Today 16 leading experts in forest ecology and management, including esteemed professors Norman Christensen of Duke University and Jerry Franklin of the University of Washington, sent a letter to members of Congress who will conference on the Farm Bill describing their concerns on the Forestry Title of H.R. 2, The Agriculture Improvement Act of 2018, the House of Representative’s version of the Farm Bill.
Excerpts from the letter:
“Wildfire funding and management should concentrate on effective, science-based prevention programs such as controlled burning and fuel reduction. But the House bill does not properly address these issues. Instead, it ignores the critical role of climate change in driving today’s wildfires and focuses on accelerated commercial logging and road building — which generally exacerbate fire risk — with little consideration of impacts on water quality, wildlife, or recreational values.”
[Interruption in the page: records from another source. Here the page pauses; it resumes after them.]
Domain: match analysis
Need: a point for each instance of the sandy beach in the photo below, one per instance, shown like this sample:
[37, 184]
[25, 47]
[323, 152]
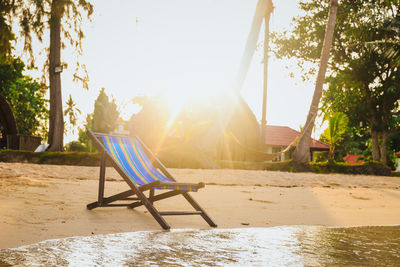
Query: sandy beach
[40, 202]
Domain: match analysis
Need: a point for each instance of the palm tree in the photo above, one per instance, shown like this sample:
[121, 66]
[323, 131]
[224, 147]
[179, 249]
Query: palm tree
[302, 152]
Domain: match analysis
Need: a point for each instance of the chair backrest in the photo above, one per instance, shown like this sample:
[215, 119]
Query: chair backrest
[133, 160]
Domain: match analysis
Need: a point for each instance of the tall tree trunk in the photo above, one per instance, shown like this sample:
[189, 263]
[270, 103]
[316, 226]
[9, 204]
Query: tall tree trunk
[56, 120]
[376, 155]
[383, 147]
[265, 85]
[302, 152]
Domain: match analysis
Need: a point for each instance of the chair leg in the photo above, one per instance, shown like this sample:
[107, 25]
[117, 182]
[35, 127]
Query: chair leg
[151, 195]
[197, 207]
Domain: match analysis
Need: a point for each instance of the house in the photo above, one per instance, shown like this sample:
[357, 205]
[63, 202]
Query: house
[196, 132]
[353, 159]
[280, 137]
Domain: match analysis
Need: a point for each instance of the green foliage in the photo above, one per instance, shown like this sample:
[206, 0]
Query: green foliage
[364, 81]
[26, 97]
[104, 119]
[71, 111]
[105, 115]
[333, 135]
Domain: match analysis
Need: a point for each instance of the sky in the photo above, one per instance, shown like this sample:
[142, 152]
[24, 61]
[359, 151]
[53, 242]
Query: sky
[139, 47]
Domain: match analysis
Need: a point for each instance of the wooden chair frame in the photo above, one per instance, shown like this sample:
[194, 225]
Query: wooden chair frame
[138, 191]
“Many of the House bill’s forestry provisions are not supported by science. For instance, the bill seeks to aggressively expand post-fire ‘salvage’ logging on public lands to prevent wildfire, when in reality post-fire logging occurs primarily for economic reasons and rarely contributes to ecological recovery in the disturbed area. Post-fire logging of dead or dying trees is appropriate near roads where standing dead trees pose a safety hazard but should generally be avoided in areas where maintaining natural ecosystem processes is a priority. However, the House language does not recognize this key distinction.”
“By exempting controversial projects from meaningful evaluation and public engagement, the House farm bill runs counter to basic principles of science-based forest management, including the use of best available science and the application of robust decision-making processes. If they were to become law, the House farm bill’s forestry provisions would result in poorly planned, ineffective and harmful management actions that fail to address the vital need to improve the climate and fire resiliency of our national forests and the safety of our communities.”
Statement from Defenders of Wildlife Director of Federal Lands Peter Nelson:
“Wildfire management is incredibly challenging, and we need to develop, fund and implement science-based, bipartisan solutions rather than scapegoat stakeholders and undermine environmental protections for forests and people. Our nation’s forests, watersheds, communities and firefighters deserve nothing less.
“As House and Senate conferees negotiate the Farm Bill, they should take note that many of the nation’s preeminent forest scientists reject the House forestry title, which undermines science-based management and informed management of our national forests.”